We know that data is valuable; we know that people, companies and governments are creating and collecting more of it all the time. What we don’t understand very well is what the actual business model is as a result, and what the risks are of building a data business.
It’s clear when we look at somebody like Amazon how they make money from data: they hold it and process it on behalf of clients. But why do those clients pay? How does a non-data business start recognising that data is valuable enough to pay somebody like Amazon?
1. The value of your audience to yourself
The most obvious starting point is how the data you own about how people interact with your brand is valuable. I define insight as something new and useful that I’ve learned as a result of poking around my data. Insight might tell me about consumer trends I can use in my buying team. It might help me get a better understanding of my audience to improve my TV buying. It could even show me a major competitive advantage I hadn’t been exploiting.
How do you unlock the potential of your data? You can use segmentation. The better you understand the people who make up your audience, the better you can service them. A data management platform (DMP) is the easiest way to do this, but what’s more important than the technology is the set of rules about how you segment your audience based on their behaviour. For example, if a person reads five car reviews, you can assume they’re more likely than the general population to be in the market for a new car.

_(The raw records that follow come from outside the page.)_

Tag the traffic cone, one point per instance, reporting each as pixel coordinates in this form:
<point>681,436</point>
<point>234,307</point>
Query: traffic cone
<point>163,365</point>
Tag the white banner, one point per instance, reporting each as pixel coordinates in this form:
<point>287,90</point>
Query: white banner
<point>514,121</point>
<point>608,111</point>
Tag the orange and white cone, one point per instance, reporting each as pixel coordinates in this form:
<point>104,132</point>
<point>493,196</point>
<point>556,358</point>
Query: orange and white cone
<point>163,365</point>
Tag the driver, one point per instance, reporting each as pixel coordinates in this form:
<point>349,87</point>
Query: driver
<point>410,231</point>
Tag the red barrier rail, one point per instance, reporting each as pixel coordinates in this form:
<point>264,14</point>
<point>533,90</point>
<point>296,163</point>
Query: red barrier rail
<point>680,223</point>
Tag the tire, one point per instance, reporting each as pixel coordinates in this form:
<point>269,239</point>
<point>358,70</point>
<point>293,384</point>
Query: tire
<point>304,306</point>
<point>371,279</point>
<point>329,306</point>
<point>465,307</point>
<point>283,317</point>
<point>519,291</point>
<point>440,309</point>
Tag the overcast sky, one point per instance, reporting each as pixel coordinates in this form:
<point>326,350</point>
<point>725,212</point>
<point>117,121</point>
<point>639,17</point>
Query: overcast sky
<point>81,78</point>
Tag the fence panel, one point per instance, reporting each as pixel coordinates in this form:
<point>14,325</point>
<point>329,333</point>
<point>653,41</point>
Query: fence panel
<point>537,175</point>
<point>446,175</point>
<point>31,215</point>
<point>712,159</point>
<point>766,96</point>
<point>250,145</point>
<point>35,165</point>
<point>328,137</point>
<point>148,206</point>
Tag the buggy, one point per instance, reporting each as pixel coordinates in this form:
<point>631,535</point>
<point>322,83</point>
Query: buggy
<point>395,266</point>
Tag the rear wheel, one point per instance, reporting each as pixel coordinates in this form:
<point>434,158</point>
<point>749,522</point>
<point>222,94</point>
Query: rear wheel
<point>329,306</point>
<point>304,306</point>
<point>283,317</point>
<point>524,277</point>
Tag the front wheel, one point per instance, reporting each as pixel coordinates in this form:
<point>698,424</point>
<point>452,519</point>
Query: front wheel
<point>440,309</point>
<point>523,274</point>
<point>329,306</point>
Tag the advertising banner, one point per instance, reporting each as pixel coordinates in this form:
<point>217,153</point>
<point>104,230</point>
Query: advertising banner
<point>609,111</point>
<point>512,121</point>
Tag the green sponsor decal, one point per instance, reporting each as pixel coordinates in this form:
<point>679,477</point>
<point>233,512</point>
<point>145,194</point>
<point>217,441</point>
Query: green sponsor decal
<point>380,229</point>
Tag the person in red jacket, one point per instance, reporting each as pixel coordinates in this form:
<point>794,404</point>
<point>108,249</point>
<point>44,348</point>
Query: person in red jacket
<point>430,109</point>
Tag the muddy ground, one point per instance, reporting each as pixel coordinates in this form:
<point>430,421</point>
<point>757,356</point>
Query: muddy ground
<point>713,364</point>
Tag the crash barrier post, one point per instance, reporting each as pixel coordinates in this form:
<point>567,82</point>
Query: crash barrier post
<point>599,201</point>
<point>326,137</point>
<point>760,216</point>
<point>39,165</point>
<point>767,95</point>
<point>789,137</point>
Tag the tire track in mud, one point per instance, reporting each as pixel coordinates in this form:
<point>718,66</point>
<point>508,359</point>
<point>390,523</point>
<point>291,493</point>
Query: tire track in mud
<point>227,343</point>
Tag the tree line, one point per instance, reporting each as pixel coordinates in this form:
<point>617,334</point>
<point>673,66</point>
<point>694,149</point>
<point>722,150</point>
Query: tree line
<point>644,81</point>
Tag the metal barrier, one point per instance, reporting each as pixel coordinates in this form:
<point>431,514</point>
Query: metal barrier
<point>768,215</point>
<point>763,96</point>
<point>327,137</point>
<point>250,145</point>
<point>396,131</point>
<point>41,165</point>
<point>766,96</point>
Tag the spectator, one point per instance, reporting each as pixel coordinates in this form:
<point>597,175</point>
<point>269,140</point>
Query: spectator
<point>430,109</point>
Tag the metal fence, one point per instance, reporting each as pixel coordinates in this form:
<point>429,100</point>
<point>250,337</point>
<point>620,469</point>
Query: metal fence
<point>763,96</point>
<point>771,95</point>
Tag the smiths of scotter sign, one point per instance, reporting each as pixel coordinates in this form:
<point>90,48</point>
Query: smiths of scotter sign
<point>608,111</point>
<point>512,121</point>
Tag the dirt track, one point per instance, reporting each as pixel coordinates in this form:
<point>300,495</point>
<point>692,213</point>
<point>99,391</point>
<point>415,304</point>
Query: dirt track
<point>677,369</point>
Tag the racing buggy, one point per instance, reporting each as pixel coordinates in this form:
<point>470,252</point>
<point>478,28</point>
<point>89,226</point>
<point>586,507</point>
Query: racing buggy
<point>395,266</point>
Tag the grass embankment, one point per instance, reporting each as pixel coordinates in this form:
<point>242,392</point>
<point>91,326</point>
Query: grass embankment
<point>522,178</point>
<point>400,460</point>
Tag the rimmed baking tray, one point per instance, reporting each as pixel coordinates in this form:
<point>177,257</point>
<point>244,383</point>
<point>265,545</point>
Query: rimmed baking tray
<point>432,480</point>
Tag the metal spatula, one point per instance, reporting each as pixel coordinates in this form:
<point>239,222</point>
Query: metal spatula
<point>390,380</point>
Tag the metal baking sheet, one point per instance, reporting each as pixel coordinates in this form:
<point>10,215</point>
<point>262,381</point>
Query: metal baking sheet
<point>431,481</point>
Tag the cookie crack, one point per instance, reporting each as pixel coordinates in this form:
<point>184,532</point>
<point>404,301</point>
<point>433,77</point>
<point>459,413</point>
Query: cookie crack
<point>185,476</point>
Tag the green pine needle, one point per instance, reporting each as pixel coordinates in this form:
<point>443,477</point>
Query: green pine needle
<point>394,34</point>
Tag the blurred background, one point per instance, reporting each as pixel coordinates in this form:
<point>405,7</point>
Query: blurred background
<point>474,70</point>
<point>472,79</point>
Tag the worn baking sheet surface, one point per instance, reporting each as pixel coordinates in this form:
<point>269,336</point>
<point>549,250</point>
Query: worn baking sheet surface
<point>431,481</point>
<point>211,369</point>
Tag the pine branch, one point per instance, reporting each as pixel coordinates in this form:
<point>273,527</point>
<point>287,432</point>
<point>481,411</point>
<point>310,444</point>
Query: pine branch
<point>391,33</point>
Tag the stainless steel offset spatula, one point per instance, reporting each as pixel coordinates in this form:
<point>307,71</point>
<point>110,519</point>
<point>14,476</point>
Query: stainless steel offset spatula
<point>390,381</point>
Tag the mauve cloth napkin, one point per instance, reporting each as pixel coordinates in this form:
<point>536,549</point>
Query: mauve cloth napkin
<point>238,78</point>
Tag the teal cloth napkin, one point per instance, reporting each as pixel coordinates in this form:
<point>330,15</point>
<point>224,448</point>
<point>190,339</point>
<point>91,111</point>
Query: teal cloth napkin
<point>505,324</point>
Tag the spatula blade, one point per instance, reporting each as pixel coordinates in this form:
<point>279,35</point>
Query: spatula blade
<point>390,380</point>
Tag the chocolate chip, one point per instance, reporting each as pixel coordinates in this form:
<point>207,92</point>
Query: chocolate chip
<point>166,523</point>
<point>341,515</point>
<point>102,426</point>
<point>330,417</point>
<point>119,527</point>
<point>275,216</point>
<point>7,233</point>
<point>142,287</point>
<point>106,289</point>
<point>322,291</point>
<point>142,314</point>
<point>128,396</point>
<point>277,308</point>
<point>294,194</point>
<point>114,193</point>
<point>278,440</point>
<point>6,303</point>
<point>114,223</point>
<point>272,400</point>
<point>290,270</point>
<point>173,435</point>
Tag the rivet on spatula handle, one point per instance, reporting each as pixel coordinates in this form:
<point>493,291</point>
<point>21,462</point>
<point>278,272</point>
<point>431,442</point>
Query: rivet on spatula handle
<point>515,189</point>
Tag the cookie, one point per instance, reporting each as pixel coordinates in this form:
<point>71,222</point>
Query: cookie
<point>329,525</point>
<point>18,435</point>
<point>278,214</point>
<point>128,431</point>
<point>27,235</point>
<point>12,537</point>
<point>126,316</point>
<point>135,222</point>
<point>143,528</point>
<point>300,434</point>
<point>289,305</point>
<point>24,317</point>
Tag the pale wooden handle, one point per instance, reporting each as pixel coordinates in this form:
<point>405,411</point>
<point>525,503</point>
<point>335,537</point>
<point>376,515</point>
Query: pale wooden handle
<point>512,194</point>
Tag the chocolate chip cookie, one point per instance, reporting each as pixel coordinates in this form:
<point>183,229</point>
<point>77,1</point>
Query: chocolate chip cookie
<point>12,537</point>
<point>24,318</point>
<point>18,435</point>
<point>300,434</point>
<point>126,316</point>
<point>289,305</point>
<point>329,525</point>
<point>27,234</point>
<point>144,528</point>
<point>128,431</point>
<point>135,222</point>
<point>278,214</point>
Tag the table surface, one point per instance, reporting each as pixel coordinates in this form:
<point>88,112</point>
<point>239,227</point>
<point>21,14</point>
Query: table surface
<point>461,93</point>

2. The value of your audience to your partners
You may be a data owner as much as you are a data consumer. If your website has a lot of content then a user’s behaviour can tell you a lot about their interests. If you host ads, then your inventory is worth money to advertisers. Your data is worth far more. You can sell space on your ‘automotive’ section to a car brand, or you could sell space anywhere on the site but served only to users who regularly read the automotive section. The latter offers advertisers a wider range of inventory and better targeting of relevant readers.
3. Maximising your data’s value to the market
To keep your data as valuable as possible, simply work on the things you would want to know before you use data to serve ads. For example, how recent is the data? If a person’s behaviour on your site indicates they’re in the market for a new smartphone, it’s safe to assume they won’t stay in market for long. Charge more while you can and let your price tail off as their ‘in market’ status signals age.
Also consider how valuable the user is. If a person reached your site by searching for ‘cheapest furniture’, that’s a very different signal than a user who searched for ‘painted wood bespoke kitchen’ for example. There are a lot of data points that tell you whether a user has a large budget or a small one.
These pricing differences should be applied whether you’re serving ads on your own site or selling the data segments to advertisers to be used elsewhere.
Your data is valuable, so collect it, analyse it, use it and where necessary, monetise it.